The TUM School of Engineering and Design is a school of the Technical University of Munich, established in 2021 by the merger of four departments. As of 2022, it is structured into the Department of Aerospace & Geodesy, the Department of Architecture, the Department of Civil & Environmental Engineering, the Department of Energy & Process Engineering, the Department of Engineering Physics & Computation, the Department of Materials Engineering, the Department of Mechanical Engineering, and the Department of Mobility Systems Engineering.

Department of Aerospace and Geodesy 

The Department of Aerospace and Geodesy (ASG) is located in Ottobrunn. It combines the field of aerospace engineering  with research in satellite navigation, earth observation and the basic geodetic disciplines.

History 
The Department was founded in 2018, drawing from the Departments of Mechanical Engineering and Civil, Geo and Environmental Engineering.

Professorships 
As of 2020, there are 22 chairs and professorships at the Department:
 Aircraft Design
 Astronautics
 Astronomical and Physical Geodesy
 Autonomous Aerial Systems
 Big Geospatial Data Management
 Carbon Composites
 Cartography
 Communication and Navigation
 Data Science in Earth Observation
 eAviation
 Flight System Dynamics
 Geodesy
 Geodetic Geodynamics
 Geoinformatics
 Helicopter Technology
 Land Management and Land Tenure
 Photogrammetry and Remote Sensing
 Remote Sensing Technology
 Satellite Geodesy
 Space Propulsion
 Sustainable Future Mobility
 Turbomachinery and Flight Propulsion

Rankings 

In aerospace engineering, the Academic Ranking of World Universities ranks TUM as 17th in the world and 1st in Germany. In remote sensing, TUM is ranked 5th in the world and 1st in Germany.

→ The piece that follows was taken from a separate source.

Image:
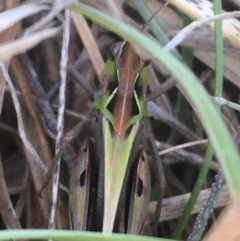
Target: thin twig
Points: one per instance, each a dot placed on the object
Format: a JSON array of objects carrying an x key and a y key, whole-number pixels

In Engineering – Mechanical, Aeronautical & Manufacturing, the QS World University Rankings rank TUM as No. 21 in the world and No. 2 in Germany.

The Times Higher Education World University Rankings do not rank individual subjects, though in engineering in general, TUM is ranked 20th globally and 1st nationally.

Department of Architecture 

The Department of Architecture (ARC) is located at the Munich campus.

History 
With the foundation of the Polytechnische Schule München in 1868, architecture was first organized as the "Structural Engineering College". In 1879, Friedrich von Thiersch was appointed Professor of Architecture; his students include Max Berg, Ernst May, Otto Rudolf Salvisberg and Heinrich Tessenow. Hugo Häring and Erich Mendelsohn studied under Theodor Fischer, who was appointed Professor for Design and Urban Planning in 1908.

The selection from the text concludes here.